Trouble ahead for Boris Johnson’s TV spokesperson
The old saying is that when the press officer becomes the story they are no longer any use; the person briefing journalists on the prime minister’s behalf on live TV will be the story from day one, John Rentoul writes
I can’t believe it. Boris Johnson is making the same mistake as Tony Blair. Doesn’t he know one of the first laws of politics, which is that you don’t create a powerful new job unless you know who is going to fill it?
The prime minister seems to have advertised for a spokesperson who will speak for him at daily televised media briefings, without having decided in advance who he would like to see in that job.
This is an equivalent folly to Blair legislating for a directly elected mayor of London without knowing who his candidate would be. Blair’s folly was worse in one way, in that he knew which candidate he didn’t want – and yet Ken Livingstone was hugely popular and turned out to be impossible to block.

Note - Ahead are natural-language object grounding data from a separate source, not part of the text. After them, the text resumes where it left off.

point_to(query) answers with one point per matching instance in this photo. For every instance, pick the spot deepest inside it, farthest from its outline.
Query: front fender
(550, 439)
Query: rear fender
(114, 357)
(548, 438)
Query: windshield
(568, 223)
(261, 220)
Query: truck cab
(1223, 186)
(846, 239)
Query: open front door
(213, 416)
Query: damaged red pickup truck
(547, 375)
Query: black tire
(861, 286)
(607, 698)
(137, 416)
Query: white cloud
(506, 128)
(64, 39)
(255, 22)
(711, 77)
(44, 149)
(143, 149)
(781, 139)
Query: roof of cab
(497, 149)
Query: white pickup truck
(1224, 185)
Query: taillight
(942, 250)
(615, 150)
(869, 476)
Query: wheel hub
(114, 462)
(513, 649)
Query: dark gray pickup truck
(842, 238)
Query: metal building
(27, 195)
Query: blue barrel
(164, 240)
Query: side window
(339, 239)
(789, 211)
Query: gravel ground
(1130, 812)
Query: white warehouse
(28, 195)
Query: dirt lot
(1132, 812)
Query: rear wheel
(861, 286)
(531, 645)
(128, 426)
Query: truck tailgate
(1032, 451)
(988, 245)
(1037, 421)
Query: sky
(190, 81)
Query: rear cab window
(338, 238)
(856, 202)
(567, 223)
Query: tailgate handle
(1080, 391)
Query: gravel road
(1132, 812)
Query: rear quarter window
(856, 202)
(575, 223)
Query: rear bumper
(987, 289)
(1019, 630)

At least Johnson gets to make his own choice of spokesperson, but unless he has a relationship of absolute trust with the successful candidate, it is all too easy to see how this is going to end in tears.
The idea of a televised spokesperson has been copied from the US, where Donald Trump either sacked the spokesperson after a short time (Anthony Scaramucci lasted just 11 days), or gave up regular briefings altogether. It is only with an election looming that briefings have now resumed, given by the surprisingly effective Kayleigh McEnany.

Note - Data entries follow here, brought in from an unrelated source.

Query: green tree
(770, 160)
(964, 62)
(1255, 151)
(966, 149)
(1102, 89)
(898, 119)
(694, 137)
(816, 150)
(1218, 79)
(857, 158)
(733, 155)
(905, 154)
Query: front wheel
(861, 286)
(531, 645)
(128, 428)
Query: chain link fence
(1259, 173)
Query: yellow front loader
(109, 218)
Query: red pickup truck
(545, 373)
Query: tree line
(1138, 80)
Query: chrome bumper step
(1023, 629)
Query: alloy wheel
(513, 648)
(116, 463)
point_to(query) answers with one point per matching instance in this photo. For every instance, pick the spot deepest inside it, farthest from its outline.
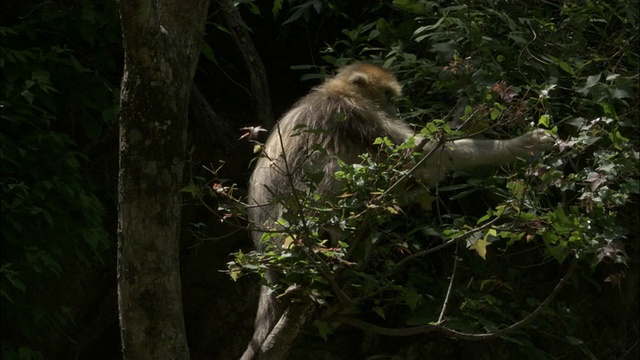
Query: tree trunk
(162, 41)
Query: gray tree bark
(162, 41)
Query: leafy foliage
(49, 210)
(483, 67)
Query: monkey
(343, 117)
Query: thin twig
(446, 297)
(380, 330)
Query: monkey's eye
(389, 95)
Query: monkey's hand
(531, 143)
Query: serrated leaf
(480, 246)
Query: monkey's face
(373, 83)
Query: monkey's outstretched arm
(467, 153)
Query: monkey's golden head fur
(366, 81)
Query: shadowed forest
(537, 259)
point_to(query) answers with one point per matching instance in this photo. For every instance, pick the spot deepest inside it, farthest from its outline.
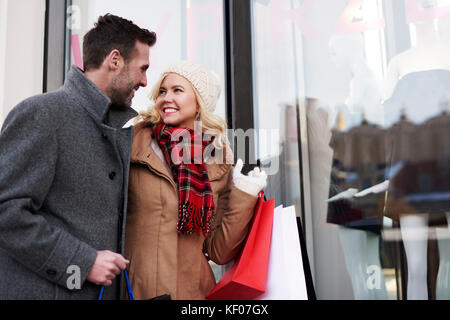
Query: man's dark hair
(112, 32)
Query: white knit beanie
(205, 81)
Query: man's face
(132, 76)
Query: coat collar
(95, 101)
(142, 152)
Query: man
(64, 162)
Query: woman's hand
(253, 183)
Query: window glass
(367, 83)
(21, 51)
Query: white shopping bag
(285, 275)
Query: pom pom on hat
(206, 82)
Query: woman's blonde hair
(212, 124)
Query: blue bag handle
(130, 291)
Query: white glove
(253, 183)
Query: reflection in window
(377, 130)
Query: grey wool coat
(64, 164)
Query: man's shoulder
(42, 105)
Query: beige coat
(161, 260)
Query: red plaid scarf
(196, 202)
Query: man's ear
(114, 60)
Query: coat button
(51, 272)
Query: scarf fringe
(191, 218)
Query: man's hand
(106, 267)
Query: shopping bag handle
(130, 291)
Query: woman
(183, 213)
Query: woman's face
(176, 102)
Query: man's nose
(143, 81)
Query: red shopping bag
(246, 279)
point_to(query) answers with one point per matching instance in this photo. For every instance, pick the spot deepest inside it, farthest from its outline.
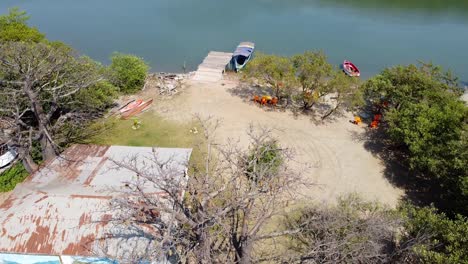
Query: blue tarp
(28, 259)
(243, 51)
(43, 259)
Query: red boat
(350, 69)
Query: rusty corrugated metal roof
(63, 208)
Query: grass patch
(12, 176)
(153, 131)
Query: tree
(13, 27)
(38, 83)
(428, 122)
(274, 71)
(223, 212)
(128, 72)
(448, 240)
(313, 72)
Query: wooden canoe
(136, 110)
(131, 105)
(350, 69)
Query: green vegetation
(264, 161)
(13, 27)
(445, 241)
(12, 176)
(304, 79)
(153, 131)
(428, 122)
(128, 72)
(274, 71)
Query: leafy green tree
(13, 27)
(428, 121)
(313, 72)
(38, 87)
(128, 72)
(274, 71)
(264, 161)
(446, 239)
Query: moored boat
(7, 155)
(241, 56)
(350, 69)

Perhaps Johnson will find his McEnany straight away, but the prospects look uncertain. Whoever is chosen will become the focus of intense media scrutiny and deep ministerial resentment. Journalists will want to catch out the spokesperson as a way of bringing down the prime minister (I mean, “as a way of holding him to account”). Ministers will begrudge the media exposure that they think belongs to elected representatives in a democracy.

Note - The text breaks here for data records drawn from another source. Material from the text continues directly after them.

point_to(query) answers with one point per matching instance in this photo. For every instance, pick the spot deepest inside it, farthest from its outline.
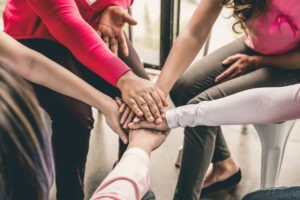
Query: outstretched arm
(188, 43)
(67, 26)
(255, 106)
(41, 70)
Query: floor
(245, 148)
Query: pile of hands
(139, 118)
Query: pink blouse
(71, 23)
(276, 31)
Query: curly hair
(243, 10)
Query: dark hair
(243, 10)
(26, 168)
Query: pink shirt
(276, 31)
(70, 22)
(129, 180)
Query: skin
(146, 139)
(142, 96)
(184, 51)
(41, 70)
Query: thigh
(263, 77)
(58, 106)
(201, 75)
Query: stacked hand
(239, 64)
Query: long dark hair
(243, 10)
(26, 168)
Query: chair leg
(179, 157)
(273, 141)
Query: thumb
(142, 124)
(123, 136)
(129, 19)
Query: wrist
(125, 78)
(142, 146)
(257, 61)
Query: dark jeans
(72, 120)
(284, 193)
(203, 144)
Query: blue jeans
(283, 193)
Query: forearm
(49, 74)
(41, 70)
(289, 60)
(181, 56)
(256, 106)
(189, 43)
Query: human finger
(129, 119)
(125, 115)
(145, 109)
(106, 40)
(123, 44)
(134, 107)
(129, 19)
(142, 124)
(114, 45)
(154, 109)
(231, 59)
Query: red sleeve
(104, 3)
(65, 23)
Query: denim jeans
(283, 193)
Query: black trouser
(203, 144)
(72, 120)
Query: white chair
(273, 139)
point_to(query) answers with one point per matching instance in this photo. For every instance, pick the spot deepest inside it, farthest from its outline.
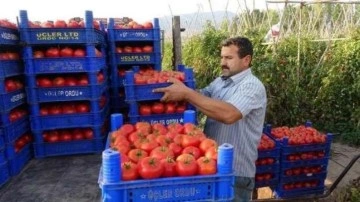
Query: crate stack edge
(68, 96)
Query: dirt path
(341, 155)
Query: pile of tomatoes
(22, 141)
(155, 151)
(149, 108)
(150, 76)
(299, 135)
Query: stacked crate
(145, 105)
(68, 95)
(130, 46)
(15, 139)
(193, 187)
(303, 163)
(268, 163)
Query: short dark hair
(243, 43)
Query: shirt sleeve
(249, 96)
(208, 90)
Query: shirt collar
(238, 77)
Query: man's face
(231, 64)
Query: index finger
(159, 90)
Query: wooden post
(176, 31)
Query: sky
(139, 10)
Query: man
(235, 105)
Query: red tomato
(82, 108)
(66, 52)
(157, 108)
(100, 77)
(127, 129)
(211, 153)
(38, 54)
(68, 109)
(175, 127)
(10, 85)
(135, 155)
(147, 49)
(177, 149)
(77, 135)
(137, 49)
(60, 24)
(59, 81)
(55, 110)
(206, 144)
(190, 140)
(194, 151)
(148, 145)
(52, 52)
(159, 129)
(180, 108)
(65, 135)
(147, 25)
(43, 82)
(73, 24)
(83, 81)
(207, 166)
(169, 167)
(186, 165)
(162, 140)
(150, 168)
(170, 108)
(162, 152)
(88, 133)
(128, 171)
(144, 127)
(128, 49)
(145, 110)
(79, 53)
(189, 128)
(53, 136)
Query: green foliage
(202, 52)
(304, 79)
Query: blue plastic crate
(144, 92)
(33, 36)
(64, 65)
(137, 58)
(197, 188)
(165, 119)
(2, 142)
(302, 178)
(275, 167)
(68, 121)
(133, 34)
(38, 134)
(288, 149)
(9, 36)
(14, 130)
(118, 102)
(10, 68)
(17, 163)
(11, 100)
(66, 93)
(4, 116)
(10, 149)
(4, 173)
(42, 150)
(273, 182)
(275, 152)
(300, 192)
(301, 163)
(3, 158)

The old saying is that when the press officer becomes the story, they are no longer any use; this TV spokesperson will be the story from day one. Indeed she (I’m guessing) is likely to be the story from the moment her appointment is announced.
It is going to be a huge distraction – and that may be one of Johnson’s anarchic motives: to distract from mass unemployment and the coronavirus inquiry, except that those are going to be the only things journalists will want to ask the spokesperson about.
It is likely to go wrong, in that a press officer’s job is often to say, “no comment”. Saying “no comment” on live TV, or “I’ve already answered that question” or “I refer you to the prime minister’s words on that” or “I hope to have something for you on that in the next few days”, is not going to look so good.
What is more, the appointment will raise constitutional questions about whether Keir Starmer ought to have a similarly visible spokesperson, and about how some kind of parity of exposure for other parties might be engineered.
But most of all, it is going to create a powerful post at the heart of government. Information is power; speaking on behalf of the top person is a form of power; and the personality and interests of the spokesperson will shape government policy at the edges.
Perhaps Johnson has already decided who he wants in the post, and the job advert is just going through the motions, or a way of checking that there isn’t someone else out there, in the way that Blair tried to persuade Richard Branson and Alan Sugar to run for London mayor. But even if he has the most brilliant and trusted candidate in mind, Johnson could be creating trouble for himself.